A pencil was my first tool when I began to draw in earnest years ago. I wanted to be able to erase, to make my drawings just “right”, and then put watercolor over top of it, working within the lines carefully. What has evolved in my switch to pen is difficult to describe or explain, but somewhere along the way, I fell in love with pens. Typically it is a ballpoint pen, but I also enjoy felt tip, roller ball, permanent and non-permanent inks. The major “advantage” I now enjoy is the fact that you CANNOT undo mistakes. They are left on the page as a record of where my hand has been, how I was “seeing” in the moment (whether correctly or no), and then the restatements and re-do’s (if I choose). I tell my students that drawing with a pen is actually freeing! You are taking off the table the whole issue of “having to make it right”, and just letting the lines fall where they may. You’re even able to say to any viewer to whom you might show your drawings: “I couldn’t erase…I was using a pen.” Most of the time, your viewers do not see “mistakes” as you see them! Drawing in pen gives you a great excuse to go ahead and make mistakes.

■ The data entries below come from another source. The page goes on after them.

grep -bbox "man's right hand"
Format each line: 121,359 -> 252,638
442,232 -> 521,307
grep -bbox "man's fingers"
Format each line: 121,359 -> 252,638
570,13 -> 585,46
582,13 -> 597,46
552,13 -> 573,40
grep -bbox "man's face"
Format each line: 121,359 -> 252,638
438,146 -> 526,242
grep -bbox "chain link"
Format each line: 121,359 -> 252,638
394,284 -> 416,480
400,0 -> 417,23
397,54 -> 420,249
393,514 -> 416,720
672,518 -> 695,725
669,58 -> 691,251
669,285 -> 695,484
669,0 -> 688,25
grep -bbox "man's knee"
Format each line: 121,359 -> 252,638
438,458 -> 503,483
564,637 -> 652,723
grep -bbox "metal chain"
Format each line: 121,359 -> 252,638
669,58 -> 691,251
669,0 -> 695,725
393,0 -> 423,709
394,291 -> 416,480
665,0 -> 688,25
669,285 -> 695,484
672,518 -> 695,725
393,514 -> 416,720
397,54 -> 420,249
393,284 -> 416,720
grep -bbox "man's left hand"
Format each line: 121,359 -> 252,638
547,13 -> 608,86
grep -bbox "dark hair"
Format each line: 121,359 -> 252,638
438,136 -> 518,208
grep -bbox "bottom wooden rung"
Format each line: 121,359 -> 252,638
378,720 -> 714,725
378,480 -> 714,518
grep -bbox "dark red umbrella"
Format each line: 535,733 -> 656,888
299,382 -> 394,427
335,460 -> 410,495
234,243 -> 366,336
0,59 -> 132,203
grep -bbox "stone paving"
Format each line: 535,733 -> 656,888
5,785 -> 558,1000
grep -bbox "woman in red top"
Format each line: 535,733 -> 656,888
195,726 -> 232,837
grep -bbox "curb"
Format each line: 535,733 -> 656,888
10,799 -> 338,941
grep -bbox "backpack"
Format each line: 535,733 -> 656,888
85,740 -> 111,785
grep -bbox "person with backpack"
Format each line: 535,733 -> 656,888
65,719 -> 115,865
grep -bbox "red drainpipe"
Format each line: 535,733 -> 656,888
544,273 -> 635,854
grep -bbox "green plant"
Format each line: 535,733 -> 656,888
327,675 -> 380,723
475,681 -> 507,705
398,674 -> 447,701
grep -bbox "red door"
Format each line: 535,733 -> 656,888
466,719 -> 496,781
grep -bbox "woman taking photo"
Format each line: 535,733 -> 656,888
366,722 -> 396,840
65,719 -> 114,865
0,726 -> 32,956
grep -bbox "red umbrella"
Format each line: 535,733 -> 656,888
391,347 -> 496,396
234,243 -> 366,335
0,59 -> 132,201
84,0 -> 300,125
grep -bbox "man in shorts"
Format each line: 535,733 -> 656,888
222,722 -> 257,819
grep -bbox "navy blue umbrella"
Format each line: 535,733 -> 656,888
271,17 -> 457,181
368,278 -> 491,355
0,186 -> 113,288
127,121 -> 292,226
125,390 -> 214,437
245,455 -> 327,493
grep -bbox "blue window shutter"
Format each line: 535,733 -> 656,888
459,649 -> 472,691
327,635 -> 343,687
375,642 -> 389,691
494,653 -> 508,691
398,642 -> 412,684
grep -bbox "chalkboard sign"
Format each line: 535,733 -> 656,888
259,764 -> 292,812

When I draw in pencil and then add watercolor, I miss my lines terribly. I used to be so sad that a drawing “disappeared” when the watercolor was laid in. Drawing in pen solves this problem for me, since I can still see the lines even after watercoloring. I love the linework as a foundation on which to hang the color, and I want to still be able to see the foundation after the color has been added!
No two pens are alike. Some are gloppy and thick, some are smooth and thin. Some smudge, some don’t. Some bleed, run, and oozle when water is added. Just within the world of pens, there is so much to explore. You can use a water brush to “paint” after drawing with non-permanent pens just by touching a line and pulling the ink out into the areas you want. You can use your thumb to smudge the glopped ink. You can vary the value of your pen by pressing down harder for darker values and lightening up for the paler values. Pen is wonderful for cross-hatching, for crisp lines as well as choppy. Of course, my favorite, is the smooth flow of pen in continuous line drawings.
Like Mikey (from a commercial popular in my childhood) used to say, “Try it, you’ll like it!”